次日一早,陈晓陪着林宛儿出门前往城外大兹寺烧香祈福,刚走出府门,迎面就遇到堂兄林奋。林奋问明他们去处后便直接离去。
大兹寺乃是成都府的一家大寺院,始建于魏晋时期,距此已有几百年历史了,寺院规模极大,香火鼎盛。据说玄奘法师曾在这家寺庙受戒过,并在此讲经学律四五年时间。使寺院更是远近闻名。
只是陈晓问林宛儿为何突然想要去大兹寺烧香拜佛,她却是支吾不言。只道自家与这寺庙颇有往来,母亲在成都府时亦常去进香。陈晓暗想反正近来无事,也就陪着她一起去了。
这大兹寺的规模极大,供奉的佛祖,菩萨,罗汉又很多。林宛儿极是虔诚,见佛就拜。陈晓陪着她一起也是一路跪拜。还陪她一起求了只签,陈晓想跟她拿来看看,她死活不肯,想来是一支姻缘签了,女孩子脸皮薄,不好意思说。
在给寺庙捐了一笔不菲的香火钱后,接待僧人立刻换了一位大和尚出来,叫做无虚法师,
“阿弥陀佛,贫僧乃是本寺戒律院首座,师兄无实法师是本寺方丈,此时无法脱身,不能亲自接待两位施主,请两位施主见谅。”

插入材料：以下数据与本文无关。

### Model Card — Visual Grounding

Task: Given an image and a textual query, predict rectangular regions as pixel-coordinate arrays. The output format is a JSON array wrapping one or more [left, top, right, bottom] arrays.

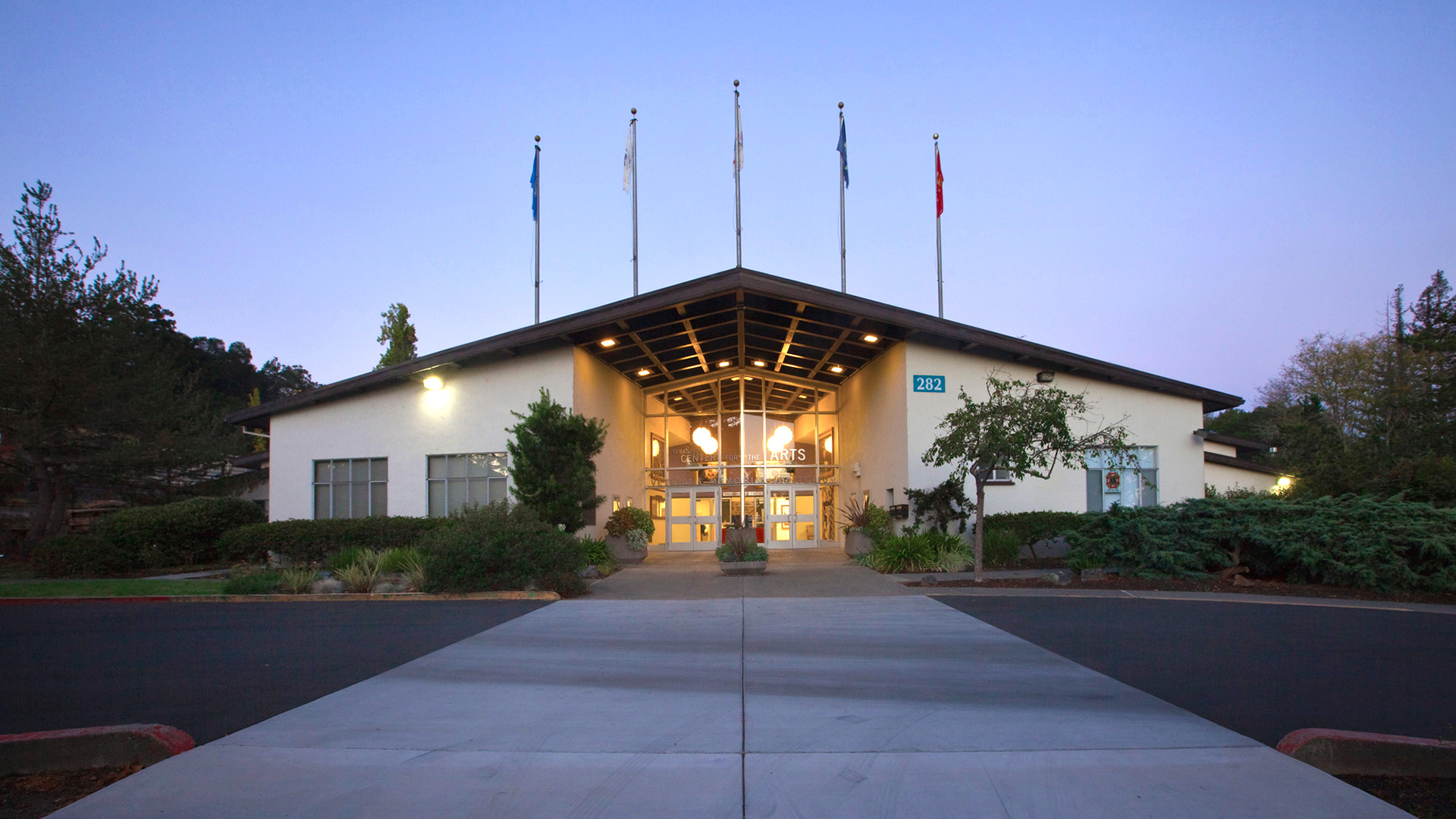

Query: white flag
[[622, 125, 633, 194], [733, 101, 742, 174]]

随即,无虚带着陈晓两人又参观了一遍寺院。这大和尚说话风趣,又对佛经颇熟,随时都能引经据典,引导着陈,林两位对这大兹寺又加深了许多了解。途中林宛儿还避开陈晓请大师帮她解了一回签,回来后满脸笑容。看来是个上上签了。
回去路上,陈晓看着满面欢喜的林宛儿,忍不住调侃道:“大小姐看起来心情很好啊,那大和尚定然说了不少好话吧?”
“你怎么知道!”
“都写在你的脸上了。我看你现在脸上就有三个字,‘上上签’”
林宛儿顿时脸色一红,心想,这大和尚确实是说的上上签的。
陈晓看她的样子越发想调侃她,便又道:“这佛是无私的。可是这和尚只是佛的侍者,又不是佛。大小姐捐了这么多钱,他定然是都拣好听的话说,你看他们师兄弟俩,一个叫无实,一个叫无虚。谁知他这话里又有几分是实,几分是虚呢。”

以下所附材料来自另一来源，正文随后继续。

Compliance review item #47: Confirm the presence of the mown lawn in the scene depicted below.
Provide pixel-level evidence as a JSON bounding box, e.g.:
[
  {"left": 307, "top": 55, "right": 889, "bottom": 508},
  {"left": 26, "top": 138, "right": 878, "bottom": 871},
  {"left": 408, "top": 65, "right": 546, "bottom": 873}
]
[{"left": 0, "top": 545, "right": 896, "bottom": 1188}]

林宛儿一想也是,不由有点疑惑,又有点颓然道:“那我这签……这签是虚还是实呢?”
“签自然是实的,至于意思呢就得看解签的人了。不妨拿出来让我帮你解解看。”
“你会解签?”
“那是自然,我可是出了名的铁指神算专推吉凶祸福,相面摸骨立断贫富贵贱,江湖人称‘赛神仙’”陈晓信口胡扯道。
“真的假的?你真懂解签?”林宛儿看着一本正经的陈晓半信半疑,又取出身上的签文犹豫着看了看,最后还是递给了陈晓。
陈晓心里乐道,看我不把你忽悠瘸了。
展开签文一看,上面写道:“风弄竹声,只道金佩响;月移花影,疑是玉人来。”
陈晓于解签之事其实半点不通,只不过见林宛儿自出了寺门便满脸笑靥,忍不住想要调侃调侃她,此时看这签文,他也是不明所以。

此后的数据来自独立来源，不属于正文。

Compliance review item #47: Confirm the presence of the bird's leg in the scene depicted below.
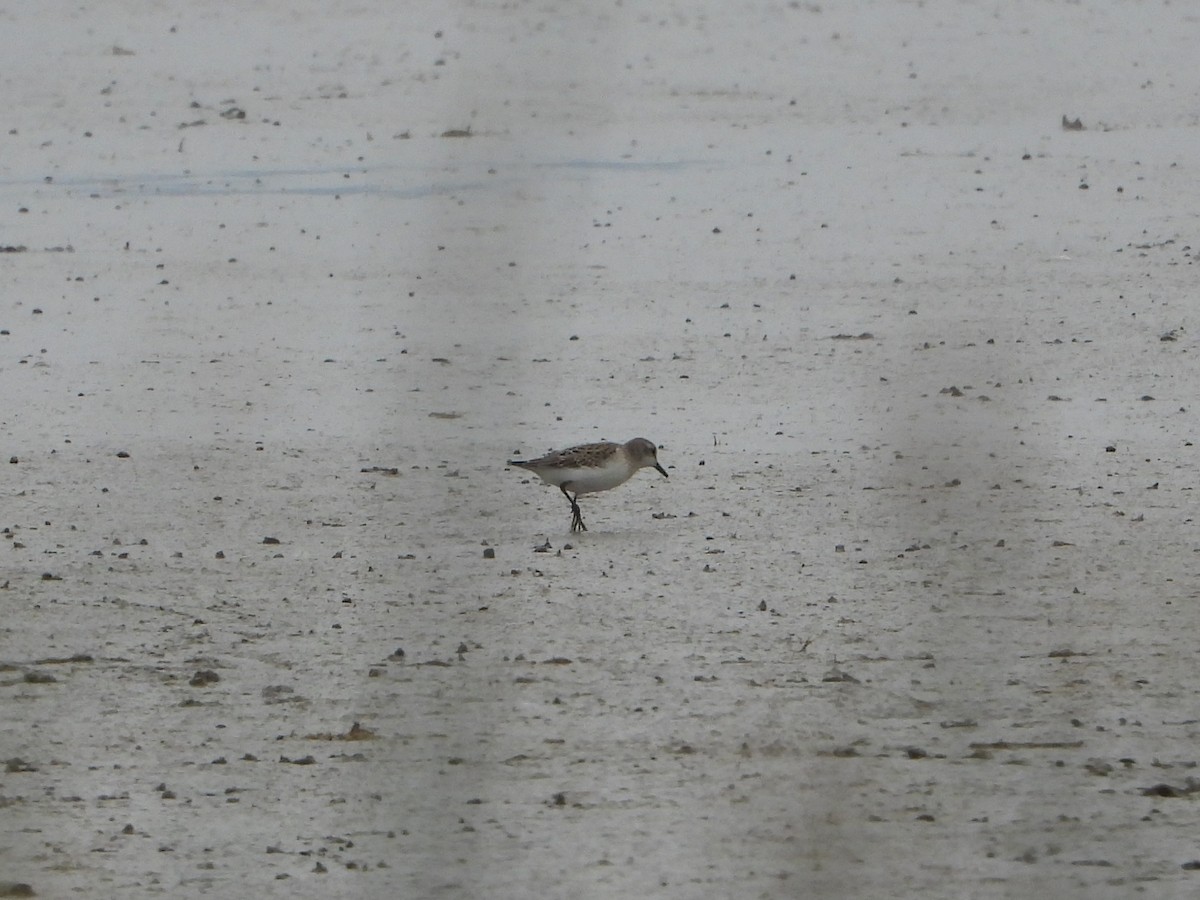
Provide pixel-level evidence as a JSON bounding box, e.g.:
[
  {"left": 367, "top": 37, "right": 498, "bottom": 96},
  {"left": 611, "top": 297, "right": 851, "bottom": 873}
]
[{"left": 558, "top": 485, "right": 588, "bottom": 532}]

但见林宛儿定定望着他,又是小心又是期待般。陈晓问道:“小姐这签求的是什么,是事业呢还是家宅?”
“哼,明知故问!”
“咳咳……我见施主面带桃花,那这签定是为求姻缘了。”林晓微微皱着眉头,继而故意摇了摇头,把个林宛儿看的心儿都提了起来。
良久后,陈晓叹道:“这签嘛,只道金佩响,这是只闻其声,未见其人,我看是悬啊。还有这月移花影,月下影啊,虚无缥缈,捉摸不着,如梦似幻,我看也是悬啊。又是只道,又是疑是。这签恐怕……”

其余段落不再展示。